5. Orchestrating the Monitor: Schedule & Loop

The schedule library (used in many automated scraper projects on GitLab) lets us run the check loop every 10 minutes without blocking.

# monitor.py
from scraper import fetch_weather
from storage import check_for_changes
from notifier import send_slack_notification
import schedule
import time

# Config
WEBHOOK_URL = "https://hooks.slack.com/services/YOUR/TEAM/TOKEN"
CITIES = ["toronto", "bangalore", "berlin", "tokyo"]

def check_all_cities() -> None:
    all_changes: list[str] = []
    for city in CITIES:
        weather = fetch_weather(city)
        if weather:
            changes = check_for_changes(weather)
            all_changes.extend(changes)
        else:
            print(f"Skipping {city} due to fetch error.")

    if all_changes:
        send_slack_notification(WEBHOOK_URL, all_changes)
    else:
        print("No changes detected.")

if __name__ == "__main__":
    # Run immediately on start, then every 10 minutes
    check_all_cities()
    schedule.every(10).minutes.do(check_all_cities)

    print("City Monitor started. Press Ctrl+C to exit.")
    while True:
        schedule.run_pending()
        time.sleep(1)

6. Running and Extending

First, set your Slack webhook URL as an environment variable (never hardcode in production):

export SLACK_WEBHOOK_URL="https://hooks.slack.com/services/..."
python monitor.py

Potential extensions (what a senior dev would think of next):

  • Add argparse so users can pass city names from the command line.
  • Replace the JSON file with SQLite for better concurrent access.
  • Use asyncio and aiohttp to fetch all cities concurrently (official Python docs have a great example of this pattern).

Common Issues & Solutions

Issue 1: requests.exceptions.ConnectionError: Max retries exceeded

Cause: wttr.in rate-limits frequent requests. Fix: increase the interval to 20 minutes or use a proper API with an API key.

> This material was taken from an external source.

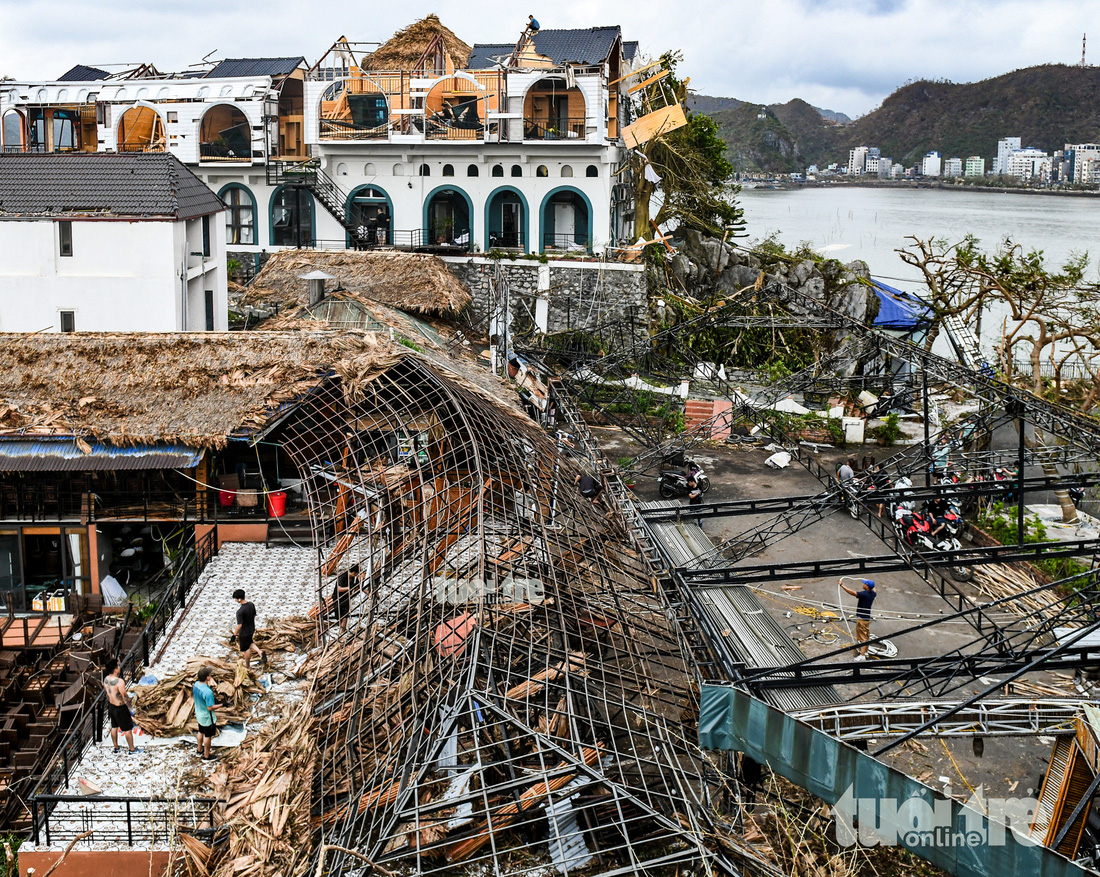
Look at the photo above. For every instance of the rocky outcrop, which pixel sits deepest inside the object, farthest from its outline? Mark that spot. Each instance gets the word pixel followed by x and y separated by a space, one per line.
pixel 713 270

Issue 2: JSONDecodeError when reading the database

If the JSON file gets corrupted (e.g., script crashes mid-write), wrap the load in a try/except and fall back to an empty dict. The pathlib library's open can cause issues if the file is empty; check DBPATH.stat().stsize > 0 before reading.

Issue 3: Slack webhook returning 404

Ensure your webhook URL is correct and the channel exists. Test with a simple curl command first: curl -X POST -H 'Content-type: application/json' --data '{"text":"Hello from Python"}' YOURWEBHOOKURL

Issue 4: ImportError: No module named 'schedule'

You forgot to activate your virtual environment: source .venv/bin/activate. Double-check with pip list | grep schedule.